Leader of the Pack
Education professor’s enthusiam is contagious
Loomis, a professor of middle grades science education at the Bagwell College of Education frequently works with the International Wolf Center in Minnesota.
Kennesaw State professor Kimberly Loomis is a teacher of teachers. But a stereotypical academician she is not.
Whether surfing in Costa Rica or working as a wolf pup nanny, Loomis is always looking for ways to take science out of the classroom and inspire the next generation of teachers.
"I teach future science teachers," she said with pride. "I want to not only motivate them, but teach them science outside of the classroom."
The recipient of the KSU Foundation 2011 Distinguished Teaching Award, Loomis' research focuses on the effective integration of informal science education centers (ISEC) - zoos, aquariums, nature centers and museums - and field trips into science teaching and learning.
"Too often students end up seeing a field trip as a day out of the classroom, and teachers make only minimal efforts to link activities and resources at the ISEC to classroom activities," she said. "My students and I take field trips to the Georgia Aquarium, Tellus Northwest Science Museum, and/or Zoo Atlanta each semester. They are enthusiastic not only about visiting the facilities, but are also excited about the possibility of taking their future students on such trips."
One of Loomis' favorite informal science education centers is the International Wolf Center in Ely, Minn. For 15 years, Loomis has been involved with the center, helping the organization develop an online curriculum and aligning other wolf education curricula with the National Science Education Standards. In addition to her scholarly work, Loomis has served as a "nanny" to two wolf pups, Aidan and Denali, as well as collecting and analyzing ethnographic data generated from observation of the pups after they were released into the International Wolf Center exhibit with the adults. This summer, Loomis returned to the center as a pup nanny team leader and a behavioral observation team leader for two new pups.

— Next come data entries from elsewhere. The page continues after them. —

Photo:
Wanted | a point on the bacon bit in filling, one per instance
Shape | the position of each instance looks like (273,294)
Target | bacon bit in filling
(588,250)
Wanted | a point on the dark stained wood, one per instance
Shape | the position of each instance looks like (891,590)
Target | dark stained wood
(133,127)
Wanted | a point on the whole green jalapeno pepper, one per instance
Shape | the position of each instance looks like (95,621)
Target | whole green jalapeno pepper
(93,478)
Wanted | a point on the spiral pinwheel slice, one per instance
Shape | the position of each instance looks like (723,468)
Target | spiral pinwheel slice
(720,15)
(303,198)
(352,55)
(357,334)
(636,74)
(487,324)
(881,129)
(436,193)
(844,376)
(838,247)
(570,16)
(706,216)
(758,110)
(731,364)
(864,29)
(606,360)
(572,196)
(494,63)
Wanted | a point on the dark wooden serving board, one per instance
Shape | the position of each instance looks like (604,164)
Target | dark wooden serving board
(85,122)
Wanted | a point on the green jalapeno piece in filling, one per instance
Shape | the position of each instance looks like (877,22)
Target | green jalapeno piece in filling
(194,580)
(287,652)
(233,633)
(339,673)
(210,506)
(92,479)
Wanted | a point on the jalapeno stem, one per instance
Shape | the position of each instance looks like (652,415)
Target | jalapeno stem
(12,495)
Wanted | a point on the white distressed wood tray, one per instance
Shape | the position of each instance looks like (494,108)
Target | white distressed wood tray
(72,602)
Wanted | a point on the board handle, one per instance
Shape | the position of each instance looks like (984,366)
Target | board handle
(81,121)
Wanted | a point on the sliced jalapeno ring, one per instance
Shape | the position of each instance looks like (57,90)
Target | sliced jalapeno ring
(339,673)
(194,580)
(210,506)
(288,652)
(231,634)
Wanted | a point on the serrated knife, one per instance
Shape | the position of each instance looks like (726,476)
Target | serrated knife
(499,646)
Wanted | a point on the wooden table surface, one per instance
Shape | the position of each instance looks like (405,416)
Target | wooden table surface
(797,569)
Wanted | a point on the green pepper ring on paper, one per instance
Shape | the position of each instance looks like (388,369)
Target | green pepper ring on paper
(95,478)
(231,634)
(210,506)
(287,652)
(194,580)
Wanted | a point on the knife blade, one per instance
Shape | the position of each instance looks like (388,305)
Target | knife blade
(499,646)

"Most of my professional presentations involve sharing wolf education information and activities; encouraging teachers to use wolves and the environment as a context for their science teaching," she said.
Trouble at home initially led Loomis to discover the International Wolf Center. Two of her three four-legged children, Denali and Murray, were constantly fighting for the role of alpha male dog.

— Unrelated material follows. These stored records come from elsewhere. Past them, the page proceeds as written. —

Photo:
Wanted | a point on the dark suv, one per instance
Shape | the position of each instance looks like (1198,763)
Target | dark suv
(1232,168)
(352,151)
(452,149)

"I got interested in the wolves because of the dogs, then as a science educator I saw the potential of the information at the International Wolf Center for teachers," she said. "There are so many cool things you can do in your classrooms to help students appreciate science."
And, it's not just future teachers Loomis inspires. Last summer, she led a group of in-service teachers on a trip to Yellowstone National Park, to develop innovative approaches that teachers can use to help students become thoughtful, informed and engaged citizens.
"The passion she has for teaching others how to become teachers, or even to become better teachers, is contagious," Dacula Elementary School fifth grade teacher Hope Smith said. "Excellent teachers are those who instill the desire to be lifelong learners in students. These teachers are ones who shape the future of the world we live in. Dr. Loomis is just that, an excellent teacher."
Fortunately for Smith and untold numbers of middle school science students, Loomis abandoned her original career goal of molecular biologist, forgoing the isolation of a lab for the chaos of a classroom.
"I didn't like being isolated in a lab with bacteria, but I discovered I liked telling people how cool bacteria was," she said. "I'm just a teacher and I can't imagine doing anything else."